The departure of foreign women will increase employment opportunities for Saudi women from 23 to 28 percent by the year 2020, he said.

“It will also bring down unemployment rate from 9 to 6.11 percent,” Al-Otaibi said. Saudi Arabia holds 18th position in unemployment rate among the G20 countries. Saudis represent only 17 percent in private sector jobs while their salaries account for 45 percent of the total.

He said the new expat tax would impact 20 percent of house rents, 44 percent accessories business, 38 percent of services such as electricity and telecom and 34 percent of private foreign schools.

Naif Al-Khalifa, another economist, said the new tax would contribute to bringing about a dramatic change in the Kingdom’s job market, creating more job opportunities for Saudis, especially highly qualified and skilled graduates and post graduates.
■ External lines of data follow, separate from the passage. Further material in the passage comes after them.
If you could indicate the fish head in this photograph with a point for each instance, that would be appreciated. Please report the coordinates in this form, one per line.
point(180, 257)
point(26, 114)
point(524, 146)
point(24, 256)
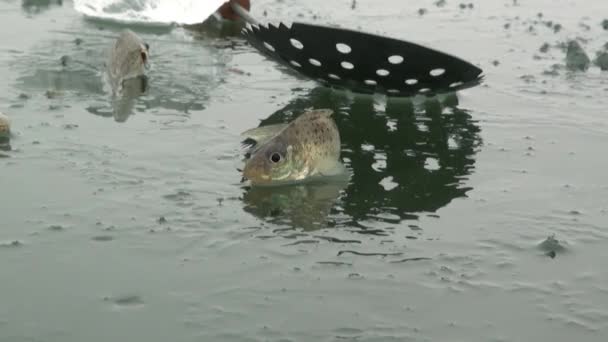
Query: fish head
point(144, 54)
point(271, 163)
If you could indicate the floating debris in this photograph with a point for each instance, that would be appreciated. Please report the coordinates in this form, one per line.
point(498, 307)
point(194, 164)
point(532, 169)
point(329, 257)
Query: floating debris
point(334, 263)
point(369, 254)
point(557, 28)
point(333, 239)
point(544, 48)
point(601, 60)
point(410, 259)
point(576, 58)
point(551, 246)
point(301, 242)
point(5, 126)
point(102, 238)
point(131, 300)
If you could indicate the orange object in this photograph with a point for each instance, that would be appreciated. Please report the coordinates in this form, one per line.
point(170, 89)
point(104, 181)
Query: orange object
point(226, 11)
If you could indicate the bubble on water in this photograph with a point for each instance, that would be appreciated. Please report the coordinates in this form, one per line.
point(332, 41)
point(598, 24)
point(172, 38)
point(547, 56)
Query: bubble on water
point(9, 244)
point(126, 300)
point(102, 238)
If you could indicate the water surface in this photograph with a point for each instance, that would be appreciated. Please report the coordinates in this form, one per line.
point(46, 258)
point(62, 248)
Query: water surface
point(130, 223)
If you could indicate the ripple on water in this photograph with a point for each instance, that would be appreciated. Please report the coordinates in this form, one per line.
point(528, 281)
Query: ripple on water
point(11, 244)
point(125, 300)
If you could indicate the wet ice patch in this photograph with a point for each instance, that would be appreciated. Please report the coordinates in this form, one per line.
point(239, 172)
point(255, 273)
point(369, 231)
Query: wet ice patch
point(149, 11)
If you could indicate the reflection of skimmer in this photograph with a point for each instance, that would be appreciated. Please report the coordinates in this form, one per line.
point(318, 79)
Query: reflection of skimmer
point(407, 158)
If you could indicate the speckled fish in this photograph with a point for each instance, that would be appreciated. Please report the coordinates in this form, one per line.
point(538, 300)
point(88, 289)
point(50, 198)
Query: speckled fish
point(5, 132)
point(307, 147)
point(5, 126)
point(128, 58)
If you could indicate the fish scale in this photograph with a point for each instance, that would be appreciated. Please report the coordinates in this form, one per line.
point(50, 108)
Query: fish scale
point(308, 146)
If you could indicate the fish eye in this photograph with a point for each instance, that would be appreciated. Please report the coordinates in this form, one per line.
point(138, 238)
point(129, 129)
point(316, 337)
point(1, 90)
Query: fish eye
point(275, 157)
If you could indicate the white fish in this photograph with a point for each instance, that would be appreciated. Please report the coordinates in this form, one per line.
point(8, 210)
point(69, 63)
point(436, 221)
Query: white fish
point(128, 58)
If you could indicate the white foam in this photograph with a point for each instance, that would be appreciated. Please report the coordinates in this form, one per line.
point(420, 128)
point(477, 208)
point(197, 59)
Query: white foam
point(149, 11)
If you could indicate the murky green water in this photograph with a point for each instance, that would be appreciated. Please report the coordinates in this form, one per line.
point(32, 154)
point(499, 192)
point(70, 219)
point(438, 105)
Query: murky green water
point(129, 223)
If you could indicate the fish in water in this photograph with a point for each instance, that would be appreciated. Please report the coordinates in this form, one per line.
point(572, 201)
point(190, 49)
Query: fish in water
point(307, 147)
point(128, 58)
point(5, 126)
point(5, 132)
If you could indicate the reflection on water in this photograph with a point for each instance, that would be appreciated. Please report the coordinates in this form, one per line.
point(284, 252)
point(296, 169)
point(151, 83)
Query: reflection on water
point(39, 6)
point(124, 102)
point(407, 158)
point(303, 205)
point(184, 70)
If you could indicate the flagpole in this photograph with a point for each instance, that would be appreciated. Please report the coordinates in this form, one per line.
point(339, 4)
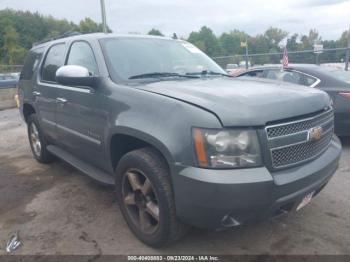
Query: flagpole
point(103, 15)
point(246, 53)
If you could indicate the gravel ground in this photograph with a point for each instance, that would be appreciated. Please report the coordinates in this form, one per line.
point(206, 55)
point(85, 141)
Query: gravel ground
point(58, 210)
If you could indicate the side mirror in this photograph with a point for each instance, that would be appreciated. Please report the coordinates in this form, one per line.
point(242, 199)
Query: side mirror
point(74, 75)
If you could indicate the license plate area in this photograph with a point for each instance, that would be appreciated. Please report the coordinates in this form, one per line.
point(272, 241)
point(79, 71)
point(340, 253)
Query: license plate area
point(305, 201)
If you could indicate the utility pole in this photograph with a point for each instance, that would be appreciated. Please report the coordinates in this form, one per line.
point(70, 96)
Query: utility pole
point(246, 54)
point(103, 14)
point(347, 53)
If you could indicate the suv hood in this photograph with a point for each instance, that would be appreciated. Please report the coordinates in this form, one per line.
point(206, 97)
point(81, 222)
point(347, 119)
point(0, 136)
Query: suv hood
point(244, 102)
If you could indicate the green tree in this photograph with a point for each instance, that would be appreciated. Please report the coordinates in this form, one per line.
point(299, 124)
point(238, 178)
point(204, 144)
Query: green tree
point(206, 41)
point(155, 32)
point(231, 42)
point(14, 53)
“It coincides with the government’s move to increase the Saudization rate at private firms and will bring down unemployment rate among Saudis, realizing objectives of Vision 2030,” Al-Khalifa told Al-Watan.

The move will close down a number of suspicious firms that do not follow the Kingdom’s regulations and will open wide opportunities for new Saudi investors, he said while stressing the need to conduct feasibility studies before starting new ventures by young Saudi men and women.

Financial analyst Ali Al-Jaafari said the present stagnant situation of the real estate market would not benefit investors as well as those who want to build homes or rent flats, adding that the tax would put pressure on limited income groups.

Khaled Al-Mabeed, a realtor said the tax would increase real estate prices in underdeveloped residential areas by 10 percent due to the rise in demand for low-cost housing.